A lush garden and courtyard connect the historic with the new building with direct visual connection to the shops and restaurants of downtown Beverly Hills. The Sculpture Garden and Promenade Terrace will be open to the public on most days, adding much needed green space in an urban jungle. A public walkway will allow visitors to walk from City Hall through the site towards the shopping areas.
At one point, prior to SPF:a’s involvement in the project, conventional wisdom was to place the new performing arts venue within the walls of the historic post office building, and to create a small annex on the site to house the educational components of the program. Instead, SPF:a did the reverse, taking the smaller programmatic elements such as the rehearsal hall, classrooms, and administrative offices and locating them into the three level historic building, where they fit nicely and snuggly. The plan preserves and celebrates the historic architecture, as well as affords the Center the opportunity to create a new, state-of-the-art, flexible performing arts facility with ample back-of-house amenities.
Celebrating the history of the site, the skin of the new Goldsmith Theater is an abstraction of the millions of letters and envelopes that once defined this historic site – formed in copper-colored concrete panels.
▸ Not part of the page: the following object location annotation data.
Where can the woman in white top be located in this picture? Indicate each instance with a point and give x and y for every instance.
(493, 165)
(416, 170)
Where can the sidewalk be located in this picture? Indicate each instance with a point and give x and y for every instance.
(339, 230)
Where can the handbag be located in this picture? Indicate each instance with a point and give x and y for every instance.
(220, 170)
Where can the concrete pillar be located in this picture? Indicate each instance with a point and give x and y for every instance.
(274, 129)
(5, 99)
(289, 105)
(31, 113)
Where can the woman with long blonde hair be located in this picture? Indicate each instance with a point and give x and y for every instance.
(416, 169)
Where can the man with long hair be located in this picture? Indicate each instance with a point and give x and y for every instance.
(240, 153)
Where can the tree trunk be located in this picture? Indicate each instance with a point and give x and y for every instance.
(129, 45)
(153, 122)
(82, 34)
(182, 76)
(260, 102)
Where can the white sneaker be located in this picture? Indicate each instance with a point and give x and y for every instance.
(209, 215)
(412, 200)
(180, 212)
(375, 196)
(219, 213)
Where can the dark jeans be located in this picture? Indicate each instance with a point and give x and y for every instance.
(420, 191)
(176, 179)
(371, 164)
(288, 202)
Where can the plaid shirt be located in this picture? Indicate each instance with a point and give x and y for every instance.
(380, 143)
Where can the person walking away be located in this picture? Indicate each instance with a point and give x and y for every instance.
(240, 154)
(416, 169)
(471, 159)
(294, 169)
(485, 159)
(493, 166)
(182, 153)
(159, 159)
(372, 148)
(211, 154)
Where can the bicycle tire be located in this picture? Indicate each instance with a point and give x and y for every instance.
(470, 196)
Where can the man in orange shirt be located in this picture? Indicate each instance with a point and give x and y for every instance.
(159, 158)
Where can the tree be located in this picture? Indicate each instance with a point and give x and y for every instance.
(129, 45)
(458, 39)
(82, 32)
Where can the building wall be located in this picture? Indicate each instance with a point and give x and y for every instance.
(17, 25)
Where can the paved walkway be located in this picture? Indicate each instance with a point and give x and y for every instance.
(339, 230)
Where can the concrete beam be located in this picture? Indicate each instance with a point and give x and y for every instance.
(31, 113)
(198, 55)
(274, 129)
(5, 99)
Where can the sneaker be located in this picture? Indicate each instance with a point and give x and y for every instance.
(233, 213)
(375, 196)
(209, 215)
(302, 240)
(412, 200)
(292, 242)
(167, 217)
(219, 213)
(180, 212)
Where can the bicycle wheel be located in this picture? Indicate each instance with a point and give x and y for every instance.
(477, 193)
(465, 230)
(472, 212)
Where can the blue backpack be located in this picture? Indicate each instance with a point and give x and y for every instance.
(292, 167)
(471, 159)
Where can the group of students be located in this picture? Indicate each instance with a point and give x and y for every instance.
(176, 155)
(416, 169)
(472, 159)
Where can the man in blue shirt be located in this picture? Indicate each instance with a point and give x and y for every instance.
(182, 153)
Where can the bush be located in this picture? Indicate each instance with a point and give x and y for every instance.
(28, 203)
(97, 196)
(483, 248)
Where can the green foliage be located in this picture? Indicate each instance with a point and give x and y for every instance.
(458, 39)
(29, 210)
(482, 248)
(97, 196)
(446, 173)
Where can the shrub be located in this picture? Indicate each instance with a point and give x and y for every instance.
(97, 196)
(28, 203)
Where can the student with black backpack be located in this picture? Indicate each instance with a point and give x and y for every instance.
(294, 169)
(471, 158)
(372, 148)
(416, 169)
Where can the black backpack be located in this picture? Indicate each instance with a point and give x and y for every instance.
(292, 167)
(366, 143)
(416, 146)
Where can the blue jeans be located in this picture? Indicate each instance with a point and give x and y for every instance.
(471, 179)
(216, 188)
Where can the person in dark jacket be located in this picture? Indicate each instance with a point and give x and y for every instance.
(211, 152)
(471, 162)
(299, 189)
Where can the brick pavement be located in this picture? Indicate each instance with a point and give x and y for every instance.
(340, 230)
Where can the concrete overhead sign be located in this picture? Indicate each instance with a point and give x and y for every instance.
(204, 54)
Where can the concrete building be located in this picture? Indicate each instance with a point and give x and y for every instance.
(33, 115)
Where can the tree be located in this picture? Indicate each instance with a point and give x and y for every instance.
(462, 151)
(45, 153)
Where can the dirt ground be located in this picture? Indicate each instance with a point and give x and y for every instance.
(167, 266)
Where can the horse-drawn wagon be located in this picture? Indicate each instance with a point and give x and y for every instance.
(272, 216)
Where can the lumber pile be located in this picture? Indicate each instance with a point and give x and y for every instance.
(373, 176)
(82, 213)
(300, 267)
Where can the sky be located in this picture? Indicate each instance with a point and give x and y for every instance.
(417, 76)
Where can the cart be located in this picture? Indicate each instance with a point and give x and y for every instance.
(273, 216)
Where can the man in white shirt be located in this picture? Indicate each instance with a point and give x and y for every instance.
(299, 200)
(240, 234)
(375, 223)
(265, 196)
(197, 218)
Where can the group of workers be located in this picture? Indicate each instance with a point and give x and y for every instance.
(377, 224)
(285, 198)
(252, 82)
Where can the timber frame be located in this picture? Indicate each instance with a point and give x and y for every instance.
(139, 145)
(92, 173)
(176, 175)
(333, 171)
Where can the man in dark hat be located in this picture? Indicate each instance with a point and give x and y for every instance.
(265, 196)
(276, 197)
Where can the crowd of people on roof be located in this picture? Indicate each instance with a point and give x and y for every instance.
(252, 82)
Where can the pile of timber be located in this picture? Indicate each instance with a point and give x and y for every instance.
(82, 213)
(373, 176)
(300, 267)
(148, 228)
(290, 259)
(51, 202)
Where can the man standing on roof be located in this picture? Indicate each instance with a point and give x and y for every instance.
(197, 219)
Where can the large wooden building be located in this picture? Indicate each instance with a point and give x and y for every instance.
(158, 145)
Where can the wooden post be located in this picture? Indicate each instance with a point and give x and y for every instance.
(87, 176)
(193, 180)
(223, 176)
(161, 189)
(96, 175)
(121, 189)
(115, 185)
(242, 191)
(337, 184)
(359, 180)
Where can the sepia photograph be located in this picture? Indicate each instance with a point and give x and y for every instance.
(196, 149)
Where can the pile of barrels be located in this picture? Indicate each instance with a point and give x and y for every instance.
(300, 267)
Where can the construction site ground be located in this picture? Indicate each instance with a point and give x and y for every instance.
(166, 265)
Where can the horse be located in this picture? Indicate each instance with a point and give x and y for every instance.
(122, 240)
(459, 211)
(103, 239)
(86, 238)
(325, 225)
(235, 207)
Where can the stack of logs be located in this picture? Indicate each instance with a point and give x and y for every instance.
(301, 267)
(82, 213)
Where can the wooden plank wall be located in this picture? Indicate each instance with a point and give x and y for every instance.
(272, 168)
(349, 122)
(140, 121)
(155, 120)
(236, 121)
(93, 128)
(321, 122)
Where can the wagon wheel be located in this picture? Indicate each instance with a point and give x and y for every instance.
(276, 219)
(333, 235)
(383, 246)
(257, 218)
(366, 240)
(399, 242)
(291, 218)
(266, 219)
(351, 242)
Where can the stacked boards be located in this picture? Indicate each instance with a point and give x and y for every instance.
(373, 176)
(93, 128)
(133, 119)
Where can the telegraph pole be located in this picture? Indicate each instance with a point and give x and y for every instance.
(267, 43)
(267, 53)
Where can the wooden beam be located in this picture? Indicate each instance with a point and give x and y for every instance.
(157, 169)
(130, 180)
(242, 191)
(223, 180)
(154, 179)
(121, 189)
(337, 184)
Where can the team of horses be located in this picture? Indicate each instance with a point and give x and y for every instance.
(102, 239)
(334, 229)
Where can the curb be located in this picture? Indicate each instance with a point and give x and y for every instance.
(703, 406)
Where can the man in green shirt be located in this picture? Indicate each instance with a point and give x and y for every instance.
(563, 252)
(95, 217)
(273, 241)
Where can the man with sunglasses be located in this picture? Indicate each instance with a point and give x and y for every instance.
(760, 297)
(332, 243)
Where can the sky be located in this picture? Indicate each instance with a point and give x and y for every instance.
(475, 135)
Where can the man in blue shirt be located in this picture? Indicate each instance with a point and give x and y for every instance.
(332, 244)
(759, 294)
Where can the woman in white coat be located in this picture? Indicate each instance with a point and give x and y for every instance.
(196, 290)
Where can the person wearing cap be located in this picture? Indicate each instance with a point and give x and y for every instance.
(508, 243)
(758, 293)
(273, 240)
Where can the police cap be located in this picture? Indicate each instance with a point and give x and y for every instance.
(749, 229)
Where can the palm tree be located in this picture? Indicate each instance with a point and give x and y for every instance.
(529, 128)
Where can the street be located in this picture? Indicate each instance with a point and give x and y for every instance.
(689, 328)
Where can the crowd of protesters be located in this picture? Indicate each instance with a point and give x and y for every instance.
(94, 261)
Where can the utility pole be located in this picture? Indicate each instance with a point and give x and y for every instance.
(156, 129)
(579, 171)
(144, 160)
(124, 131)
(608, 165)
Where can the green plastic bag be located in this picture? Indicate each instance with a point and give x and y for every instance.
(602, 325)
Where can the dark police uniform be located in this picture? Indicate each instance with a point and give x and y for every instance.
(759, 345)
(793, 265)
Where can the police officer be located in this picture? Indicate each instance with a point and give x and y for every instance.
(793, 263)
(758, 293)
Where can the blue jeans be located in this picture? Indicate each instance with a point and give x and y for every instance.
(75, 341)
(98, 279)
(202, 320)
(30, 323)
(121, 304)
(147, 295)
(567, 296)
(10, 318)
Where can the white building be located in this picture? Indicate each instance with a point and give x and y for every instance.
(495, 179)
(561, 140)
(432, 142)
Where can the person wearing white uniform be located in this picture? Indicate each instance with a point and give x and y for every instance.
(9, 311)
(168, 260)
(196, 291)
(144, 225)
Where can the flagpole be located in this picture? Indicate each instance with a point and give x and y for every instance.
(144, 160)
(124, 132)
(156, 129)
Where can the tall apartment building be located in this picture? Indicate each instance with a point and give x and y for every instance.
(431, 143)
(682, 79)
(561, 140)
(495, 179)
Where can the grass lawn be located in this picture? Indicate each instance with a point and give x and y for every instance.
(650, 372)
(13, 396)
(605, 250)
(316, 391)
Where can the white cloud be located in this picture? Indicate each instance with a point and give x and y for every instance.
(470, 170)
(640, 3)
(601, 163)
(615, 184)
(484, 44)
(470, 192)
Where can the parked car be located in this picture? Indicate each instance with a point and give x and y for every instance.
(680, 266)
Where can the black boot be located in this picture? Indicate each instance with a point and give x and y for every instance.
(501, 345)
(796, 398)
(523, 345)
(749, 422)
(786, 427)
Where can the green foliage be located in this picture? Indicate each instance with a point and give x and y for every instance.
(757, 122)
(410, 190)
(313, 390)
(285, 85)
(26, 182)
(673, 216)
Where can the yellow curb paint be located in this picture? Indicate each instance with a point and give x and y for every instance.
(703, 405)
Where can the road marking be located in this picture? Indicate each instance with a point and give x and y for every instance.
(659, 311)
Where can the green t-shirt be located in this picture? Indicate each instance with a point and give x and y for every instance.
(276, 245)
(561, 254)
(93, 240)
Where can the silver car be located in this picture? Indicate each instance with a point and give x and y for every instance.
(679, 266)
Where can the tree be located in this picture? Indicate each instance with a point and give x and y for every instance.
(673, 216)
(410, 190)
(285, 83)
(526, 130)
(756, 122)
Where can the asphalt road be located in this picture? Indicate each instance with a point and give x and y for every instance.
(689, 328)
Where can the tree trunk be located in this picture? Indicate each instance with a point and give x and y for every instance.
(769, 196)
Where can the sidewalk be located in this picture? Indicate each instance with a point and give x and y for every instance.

A 4 foot by 9 foot envelope-shaped panel is repeated across the façade. The result is a beautiful abstract textural pattern, engraved into a copper skin. Each envelope is slightly different: some flat, some closed, some open, some turned front side out, and some turned to their backs. The direction not only creates symbolism in its architecture, but an abstract composition and a piece of art.
The skin folds in response to the street and existing building on the site. The skin also conceals the mechanical equipment of the building. As it wraps around the building it modulates its construction to create a cohesive figure out of the building masses that otherwise would be perceived as separate elements.
What was once a hub of private personal communication becomes a center for art and education. In doing so, the Center embodies the invisible monumentality of the process of mail distribution, creating a resonance with its new function as a center for the processing and distribution of culture.